Detalhes bibliográficos
Ano de defesa: 2019
Autor(a) principal: Evandro Nunes de Lima
Orientador(a): Não Informado pela instituição
Banca de defesa: Não Informado pela instituição
Tipo de documento: Dissertação
Tipo de acesso: Acesso aberto
Idioma: por
Instituição de defesa: Universidade Federal de Minas Gerais
Brasil
Programa de Pós-Graduação em Educação - Conhecimento e Inclusão Social
UFMG
Programa de Pós-Graduação: Não Informado pela instituição
Departamento: Não Informado pela instituição
País: Não Informado pela instituição
Palavras-chave em Português:
Link de acesso: http://hdl.handle.net/1843/31843
Resumo: Black Art is a space of rupture, and somehow, helps the understanding of the facts, and with this, the construction of the black subject, which occurs with the help of African civilization values that are essential to understand the world from its (our) view. If we were previously voiceless and invisible, as Martins (1995) showed us, we are now breaking up and culturally rebelling, and the BLACK THEATER AND ATTITUDE (TNA) in its 25 years of acting contributes to a rupture and black insurgency in Belo horizonte´s theatrical scene.

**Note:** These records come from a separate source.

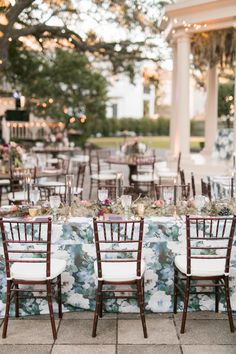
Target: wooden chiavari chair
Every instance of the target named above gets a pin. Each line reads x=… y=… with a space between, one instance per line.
x=144 y=181
x=182 y=192
x=119 y=262
x=18 y=183
x=98 y=173
x=27 y=251
x=204 y=235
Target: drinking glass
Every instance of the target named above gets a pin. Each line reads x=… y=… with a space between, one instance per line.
x=199 y=202
x=55 y=202
x=102 y=195
x=34 y=196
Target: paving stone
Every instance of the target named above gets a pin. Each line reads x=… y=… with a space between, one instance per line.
x=209 y=349
x=87 y=315
x=203 y=315
x=136 y=316
x=25 y=349
x=80 y=332
x=28 y=332
x=84 y=349
x=160 y=331
x=149 y=349
x=206 y=332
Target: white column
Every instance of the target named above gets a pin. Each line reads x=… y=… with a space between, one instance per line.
x=211 y=110
x=234 y=108
x=182 y=95
x=174 y=141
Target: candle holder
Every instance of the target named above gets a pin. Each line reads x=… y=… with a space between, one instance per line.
x=27 y=184
x=69 y=189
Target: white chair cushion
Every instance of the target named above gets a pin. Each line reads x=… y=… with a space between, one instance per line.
x=103 y=176
x=18 y=196
x=201 y=267
x=4 y=182
x=37 y=271
x=119 y=271
x=143 y=178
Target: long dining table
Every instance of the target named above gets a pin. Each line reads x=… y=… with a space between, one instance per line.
x=164 y=238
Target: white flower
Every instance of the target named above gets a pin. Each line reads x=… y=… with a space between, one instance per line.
x=90 y=250
x=78 y=300
x=206 y=303
x=126 y=307
x=67 y=281
x=159 y=302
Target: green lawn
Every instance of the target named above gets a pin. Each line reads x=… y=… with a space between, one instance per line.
x=151 y=141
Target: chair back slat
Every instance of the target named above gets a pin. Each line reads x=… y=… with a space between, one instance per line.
x=22 y=238
x=118 y=241
x=209 y=238
x=182 y=191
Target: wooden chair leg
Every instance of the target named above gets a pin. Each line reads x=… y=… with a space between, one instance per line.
x=97 y=309
x=176 y=277
x=59 y=296
x=216 y=296
x=8 y=301
x=49 y=297
x=101 y=304
x=186 y=298
x=227 y=294
x=16 y=301
x=140 y=287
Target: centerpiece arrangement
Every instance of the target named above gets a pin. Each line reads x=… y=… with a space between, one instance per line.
x=134 y=148
x=11 y=153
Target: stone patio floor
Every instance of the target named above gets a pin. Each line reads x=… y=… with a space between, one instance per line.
x=206 y=333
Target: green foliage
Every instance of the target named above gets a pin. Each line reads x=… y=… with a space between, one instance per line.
x=62 y=86
x=225 y=91
x=143 y=126
x=214 y=47
x=197 y=127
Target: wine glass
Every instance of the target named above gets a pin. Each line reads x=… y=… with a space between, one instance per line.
x=126 y=201
x=55 y=202
x=34 y=196
x=102 y=195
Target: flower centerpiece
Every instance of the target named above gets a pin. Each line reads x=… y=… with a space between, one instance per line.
x=134 y=148
x=57 y=136
x=11 y=153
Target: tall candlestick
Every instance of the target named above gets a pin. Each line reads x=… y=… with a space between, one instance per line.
x=69 y=187
x=28 y=182
x=232 y=186
x=175 y=192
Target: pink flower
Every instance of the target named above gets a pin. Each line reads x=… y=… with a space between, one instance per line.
x=159 y=203
x=107 y=202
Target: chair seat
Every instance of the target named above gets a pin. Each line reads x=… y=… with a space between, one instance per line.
x=167 y=174
x=18 y=196
x=143 y=178
x=37 y=271
x=201 y=267
x=104 y=176
x=119 y=271
x=4 y=182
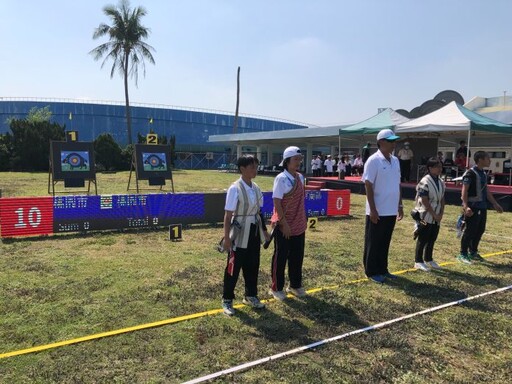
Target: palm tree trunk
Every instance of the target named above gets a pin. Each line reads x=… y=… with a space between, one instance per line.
x=127 y=100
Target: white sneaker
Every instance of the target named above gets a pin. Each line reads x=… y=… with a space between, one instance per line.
x=227 y=307
x=422 y=266
x=278 y=295
x=434 y=265
x=297 y=292
x=253 y=301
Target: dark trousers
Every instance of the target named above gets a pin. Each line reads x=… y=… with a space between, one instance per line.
x=427 y=236
x=287 y=250
x=475 y=228
x=405 y=169
x=377 y=238
x=248 y=260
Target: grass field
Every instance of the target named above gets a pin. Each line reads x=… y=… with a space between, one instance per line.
x=69 y=286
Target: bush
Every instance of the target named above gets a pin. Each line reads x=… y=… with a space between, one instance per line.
x=29 y=144
x=108 y=153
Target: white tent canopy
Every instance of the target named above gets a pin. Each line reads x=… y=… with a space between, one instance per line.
x=453 y=118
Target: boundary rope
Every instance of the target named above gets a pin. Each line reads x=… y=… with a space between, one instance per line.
x=191 y=316
x=339 y=337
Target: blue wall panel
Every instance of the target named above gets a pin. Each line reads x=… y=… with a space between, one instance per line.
x=191 y=128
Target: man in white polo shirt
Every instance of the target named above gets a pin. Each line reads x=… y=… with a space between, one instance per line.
x=381 y=178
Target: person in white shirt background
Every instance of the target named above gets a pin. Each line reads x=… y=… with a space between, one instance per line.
x=405 y=155
x=329 y=165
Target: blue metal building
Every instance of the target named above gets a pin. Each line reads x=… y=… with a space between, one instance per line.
x=191 y=127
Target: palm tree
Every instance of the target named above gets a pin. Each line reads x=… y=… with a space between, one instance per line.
x=125 y=47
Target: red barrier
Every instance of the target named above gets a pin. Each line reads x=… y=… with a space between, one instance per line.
x=26 y=216
x=338 y=202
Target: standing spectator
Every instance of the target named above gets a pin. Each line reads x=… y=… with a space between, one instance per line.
x=244 y=230
x=366 y=152
x=313 y=166
x=460 y=162
x=318 y=166
x=342 y=168
x=463 y=150
x=358 y=165
x=383 y=206
x=348 y=166
x=475 y=195
x=405 y=155
x=329 y=164
x=430 y=205
x=322 y=166
x=289 y=222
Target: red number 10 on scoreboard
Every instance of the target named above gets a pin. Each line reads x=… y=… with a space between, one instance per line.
x=26 y=216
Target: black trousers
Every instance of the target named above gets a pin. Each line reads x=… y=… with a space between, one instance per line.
x=475 y=228
x=287 y=250
x=405 y=169
x=377 y=238
x=427 y=236
x=248 y=260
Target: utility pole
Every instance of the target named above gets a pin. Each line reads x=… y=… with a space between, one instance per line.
x=235 y=124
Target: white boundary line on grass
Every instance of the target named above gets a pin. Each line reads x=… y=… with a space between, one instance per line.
x=339 y=337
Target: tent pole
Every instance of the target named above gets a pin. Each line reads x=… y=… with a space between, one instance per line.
x=469 y=142
x=339 y=146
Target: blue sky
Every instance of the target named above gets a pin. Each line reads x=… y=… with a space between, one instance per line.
x=322 y=62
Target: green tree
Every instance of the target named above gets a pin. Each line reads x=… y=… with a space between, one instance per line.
x=108 y=153
x=29 y=143
x=126 y=46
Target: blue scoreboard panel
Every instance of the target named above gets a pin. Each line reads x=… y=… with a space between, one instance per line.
x=61 y=214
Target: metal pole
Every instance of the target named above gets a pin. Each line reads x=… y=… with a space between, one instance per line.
x=469 y=141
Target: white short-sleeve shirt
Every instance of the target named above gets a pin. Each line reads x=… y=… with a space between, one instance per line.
x=232 y=196
x=384 y=175
x=283 y=183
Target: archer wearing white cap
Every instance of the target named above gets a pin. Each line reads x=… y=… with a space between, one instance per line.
x=289 y=223
x=405 y=155
x=381 y=178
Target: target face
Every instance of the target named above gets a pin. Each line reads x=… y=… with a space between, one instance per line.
x=154 y=161
x=75 y=161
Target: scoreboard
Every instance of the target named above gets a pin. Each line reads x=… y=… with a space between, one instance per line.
x=33 y=216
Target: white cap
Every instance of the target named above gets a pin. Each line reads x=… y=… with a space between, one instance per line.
x=387 y=134
x=290 y=152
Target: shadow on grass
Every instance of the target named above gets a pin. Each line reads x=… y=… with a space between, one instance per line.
x=278 y=328
x=467 y=277
x=436 y=294
x=325 y=312
x=275 y=328
x=504 y=268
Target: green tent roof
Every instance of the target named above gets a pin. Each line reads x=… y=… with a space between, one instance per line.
x=385 y=119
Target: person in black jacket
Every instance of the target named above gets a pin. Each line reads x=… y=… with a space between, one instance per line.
x=475 y=195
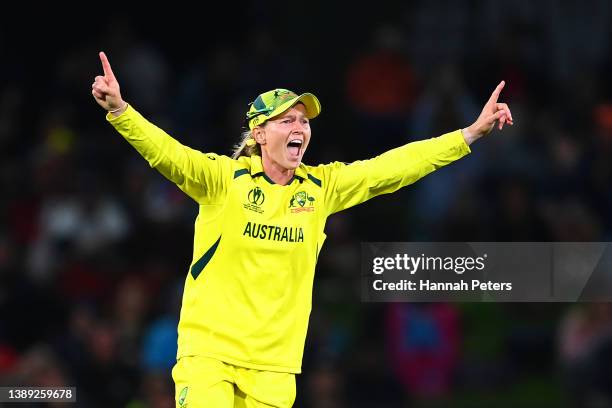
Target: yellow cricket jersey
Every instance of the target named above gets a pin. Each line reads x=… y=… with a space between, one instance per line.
x=248 y=292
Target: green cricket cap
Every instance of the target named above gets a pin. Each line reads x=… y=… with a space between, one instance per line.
x=273 y=103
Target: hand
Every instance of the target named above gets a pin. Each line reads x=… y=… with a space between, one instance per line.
x=105 y=89
x=491 y=113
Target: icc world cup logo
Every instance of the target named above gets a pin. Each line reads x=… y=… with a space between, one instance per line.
x=256 y=196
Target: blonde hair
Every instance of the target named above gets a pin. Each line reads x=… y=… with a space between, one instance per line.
x=244 y=147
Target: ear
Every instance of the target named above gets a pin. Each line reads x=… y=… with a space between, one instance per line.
x=259 y=134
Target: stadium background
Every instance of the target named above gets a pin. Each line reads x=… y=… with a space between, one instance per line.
x=94 y=245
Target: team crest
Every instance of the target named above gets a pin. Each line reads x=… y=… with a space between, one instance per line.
x=183 y=397
x=301 y=201
x=255 y=199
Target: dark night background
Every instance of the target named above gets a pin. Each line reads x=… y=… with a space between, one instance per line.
x=94 y=245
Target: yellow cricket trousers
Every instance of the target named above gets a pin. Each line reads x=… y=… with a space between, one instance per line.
x=203 y=382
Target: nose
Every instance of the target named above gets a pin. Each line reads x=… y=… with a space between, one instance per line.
x=298 y=127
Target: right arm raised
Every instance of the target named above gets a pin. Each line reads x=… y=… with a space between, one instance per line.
x=201 y=176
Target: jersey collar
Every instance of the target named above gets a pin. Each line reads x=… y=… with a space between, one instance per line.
x=257 y=169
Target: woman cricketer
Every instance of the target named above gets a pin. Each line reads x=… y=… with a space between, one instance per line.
x=258 y=234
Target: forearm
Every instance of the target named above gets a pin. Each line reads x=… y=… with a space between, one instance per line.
x=394 y=169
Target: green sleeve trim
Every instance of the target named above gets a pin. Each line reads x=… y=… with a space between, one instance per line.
x=240 y=172
x=199 y=266
x=268 y=179
x=314 y=180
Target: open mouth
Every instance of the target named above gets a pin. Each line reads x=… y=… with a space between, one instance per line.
x=294 y=146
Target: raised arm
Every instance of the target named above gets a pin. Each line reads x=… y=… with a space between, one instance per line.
x=354 y=183
x=203 y=177
x=106 y=91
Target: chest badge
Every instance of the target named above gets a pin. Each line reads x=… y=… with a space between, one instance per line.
x=301 y=201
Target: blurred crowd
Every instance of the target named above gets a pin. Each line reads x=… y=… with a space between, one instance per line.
x=95 y=245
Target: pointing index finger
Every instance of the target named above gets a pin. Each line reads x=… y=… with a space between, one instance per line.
x=108 y=72
x=496 y=92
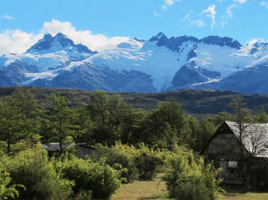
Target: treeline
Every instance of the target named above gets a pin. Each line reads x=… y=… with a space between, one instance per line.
x=131 y=144
x=106 y=120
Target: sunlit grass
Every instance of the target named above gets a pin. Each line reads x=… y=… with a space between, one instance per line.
x=141 y=190
x=146 y=190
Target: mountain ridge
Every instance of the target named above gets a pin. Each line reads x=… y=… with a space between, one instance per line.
x=153 y=65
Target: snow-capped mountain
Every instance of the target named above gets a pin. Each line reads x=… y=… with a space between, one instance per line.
x=158 y=64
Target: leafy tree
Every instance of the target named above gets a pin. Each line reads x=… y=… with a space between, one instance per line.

Through this research we are seeking to register the birth of TNA, the whole framework that supports its emergence, and also to understand the process of assemblage that its shows and how they reverberated in the lives of its participants. We understand how the group forged its Aesthetics of Attitude and Poetics of Blackness as fundamental elements for the transformation of the subject and its quilombo gathering. We separated the chronological line of the group in three sevens - from 1993 to 2000; from 2001 to 2008; from 2009 to 2018-, and interviewed two subjects of each of them. I emphasize here that the group's history and my own converge in theater, so we chose to use the qualitative method with the episodic interview brought by Uwe Flick (2009), where we talked with actresses and actors who performed at TNA, trying to understand what transformed their lives and what brought them closer to it. Similar to the interviews, we did a documentary analysis, revisited the texts of the staged pieces, printed materials about the group, pictures, clippings, audios and other narratives. There are three reasons that make people look for the group: for it is a place of black militancy; for being a black research collective; for being a collective that allows the individual to manage their art.